# Watson OpenScale Mortgage Default Demo

This notebook should be run in a [Watson Studio](https://dataplatform.ibm.com/) project with Python 3.6 or greater. It requires a free lite version of [Watson Machine Learning](https://cloud.ibm.com/catalog/services/machine-learning).

This notebook will train, save and deploy a machine learning model to predict mortgage defaults. Then, it will configure OpenScale to monitor the model.
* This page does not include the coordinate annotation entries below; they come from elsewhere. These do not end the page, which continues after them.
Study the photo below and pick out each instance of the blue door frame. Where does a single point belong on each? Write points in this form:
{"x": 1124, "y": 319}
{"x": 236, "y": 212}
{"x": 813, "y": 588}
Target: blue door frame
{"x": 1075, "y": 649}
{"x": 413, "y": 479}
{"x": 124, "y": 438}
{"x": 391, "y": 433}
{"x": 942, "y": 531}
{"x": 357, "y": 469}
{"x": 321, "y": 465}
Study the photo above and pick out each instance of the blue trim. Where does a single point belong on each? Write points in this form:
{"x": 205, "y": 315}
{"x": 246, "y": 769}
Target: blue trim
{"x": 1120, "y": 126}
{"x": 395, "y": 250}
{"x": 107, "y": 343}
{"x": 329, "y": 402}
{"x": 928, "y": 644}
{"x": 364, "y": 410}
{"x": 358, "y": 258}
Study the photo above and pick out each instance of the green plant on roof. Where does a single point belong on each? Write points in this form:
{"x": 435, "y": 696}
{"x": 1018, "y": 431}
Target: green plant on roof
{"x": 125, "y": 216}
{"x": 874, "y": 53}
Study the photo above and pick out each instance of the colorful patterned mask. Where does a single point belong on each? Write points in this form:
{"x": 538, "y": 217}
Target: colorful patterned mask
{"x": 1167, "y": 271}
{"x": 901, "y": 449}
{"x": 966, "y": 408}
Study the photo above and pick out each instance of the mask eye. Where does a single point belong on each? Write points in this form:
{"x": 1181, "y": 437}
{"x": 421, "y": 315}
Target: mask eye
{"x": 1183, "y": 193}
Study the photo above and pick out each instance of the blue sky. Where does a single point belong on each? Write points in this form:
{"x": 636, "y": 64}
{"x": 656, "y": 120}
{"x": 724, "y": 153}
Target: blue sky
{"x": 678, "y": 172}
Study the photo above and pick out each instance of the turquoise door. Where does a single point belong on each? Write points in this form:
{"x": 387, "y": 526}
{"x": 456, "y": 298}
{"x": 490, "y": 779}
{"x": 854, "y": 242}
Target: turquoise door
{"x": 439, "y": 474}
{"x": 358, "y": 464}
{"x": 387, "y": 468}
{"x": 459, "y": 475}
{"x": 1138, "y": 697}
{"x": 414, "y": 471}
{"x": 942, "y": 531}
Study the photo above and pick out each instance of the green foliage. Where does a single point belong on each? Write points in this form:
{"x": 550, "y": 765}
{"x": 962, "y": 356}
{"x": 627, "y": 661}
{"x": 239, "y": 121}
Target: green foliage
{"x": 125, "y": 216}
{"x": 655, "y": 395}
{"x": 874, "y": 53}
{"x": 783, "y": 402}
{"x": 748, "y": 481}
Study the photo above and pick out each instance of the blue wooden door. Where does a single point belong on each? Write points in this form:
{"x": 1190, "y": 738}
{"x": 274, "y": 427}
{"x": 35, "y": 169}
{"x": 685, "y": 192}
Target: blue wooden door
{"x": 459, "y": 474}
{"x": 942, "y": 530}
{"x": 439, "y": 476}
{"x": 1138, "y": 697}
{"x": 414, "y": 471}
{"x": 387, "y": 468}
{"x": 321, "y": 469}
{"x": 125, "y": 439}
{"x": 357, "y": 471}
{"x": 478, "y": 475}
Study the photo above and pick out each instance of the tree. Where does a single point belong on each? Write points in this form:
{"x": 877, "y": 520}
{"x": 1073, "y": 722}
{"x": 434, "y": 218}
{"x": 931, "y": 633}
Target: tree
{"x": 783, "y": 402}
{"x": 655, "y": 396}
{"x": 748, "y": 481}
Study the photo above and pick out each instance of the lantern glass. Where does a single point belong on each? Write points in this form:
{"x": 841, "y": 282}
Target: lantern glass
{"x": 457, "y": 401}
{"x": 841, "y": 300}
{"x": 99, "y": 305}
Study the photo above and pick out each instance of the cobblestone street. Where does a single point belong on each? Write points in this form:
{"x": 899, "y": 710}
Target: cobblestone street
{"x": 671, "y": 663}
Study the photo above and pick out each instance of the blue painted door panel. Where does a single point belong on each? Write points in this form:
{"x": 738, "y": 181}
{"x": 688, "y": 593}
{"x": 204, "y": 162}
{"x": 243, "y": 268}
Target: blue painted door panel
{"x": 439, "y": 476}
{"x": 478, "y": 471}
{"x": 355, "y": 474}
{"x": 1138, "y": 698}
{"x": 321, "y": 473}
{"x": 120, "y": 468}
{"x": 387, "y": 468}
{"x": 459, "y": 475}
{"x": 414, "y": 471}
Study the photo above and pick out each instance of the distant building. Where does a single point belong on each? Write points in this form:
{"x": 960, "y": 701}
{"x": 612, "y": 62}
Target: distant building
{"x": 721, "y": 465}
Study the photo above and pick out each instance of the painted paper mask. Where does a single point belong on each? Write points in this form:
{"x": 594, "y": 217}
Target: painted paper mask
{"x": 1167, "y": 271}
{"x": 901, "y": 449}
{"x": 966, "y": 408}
## Provision services and create credentials

You will need credentials for Watson Machine Learning. If you already have a WML instance, you may use credentials for it. To provision a new Lite instance of WML, use the [Cloud catalog](https://cloud.ibm.com/catalog/services/machine-learning), give your service a name, and click **Create**. Once your instance is created, click the **Service Credentials** link on the left side of the screen. Click the **New credential** button, give your credentials a name, and click **Add**. Your new credentials can be accessed by clicking the **View credentials** button. Copy and paste your WML credentials into the cell below.

In [None]:
WML_CREDENTIALS = {
    "apikey": "key",
    "iam_apikey_description": "description",
    "iam_apikey_name": "auto-generated-apikey",
    "iam_role_crn": "crn:v1:bluemix:public:iam::::serviceRole:Writer",
    "iam_serviceid_crn": "crn:v1:bluemix:public:iam-identity::",
    "instance_id": "instance_id",
    "url": "https://us-south.ml.cloud.ibm.com",
}

You can generate a Cloud API key [here](https://cloud.ibm.com/iam/apikeys).

In [None]:
CLOUD_API_KEY = "xxxxxxxxxxxxxxxxx"

If you have already set up an OpenScale datamart, or if you would like to use the free internal PostgreSQL datamart, you can skip the following cell. If you are setting up a new instance of OpenScale and would like to use a paid database service, paste your [Db2](https://cloud.ibm.com/catalog/services/db2-warehouse) or [PostgreSQL](https://cloud.ibm.com/catalog/services/databases-for-postgresql) credentials below.

In [None]:
DB_CREDENTIALS = None

## Name your model

You may give your model and deployment a custom name below; however, if you change the values below, be sure to use the same names in all subsequent notebooks in this lab.

In [None]:
MODEL_NAME = 'Mortgage Default Demo'
DEPLOYMENT_NAME = 'Mortgage Default - Demo'

In [None]:
!pip install --upgrade ibm-ai-openscale --no-cache | tail -n 1

## Run the notebook

At this point, you can run all cells in this notebook using the menus above.

Import the scikit-learn framework and check the version. This notebook was developed using sklearn version 0.20.3.

In [None]:
import sklearn
sklearn.__version__

Use the provided credentials above to create a new Watson Machine Learning client.

In [None]:
from watson_machine_learning_client import WatsonMachineLearningAPIClient

wml_client = WatsonMachineLearningAPIClient(WML_CREDENTIALS)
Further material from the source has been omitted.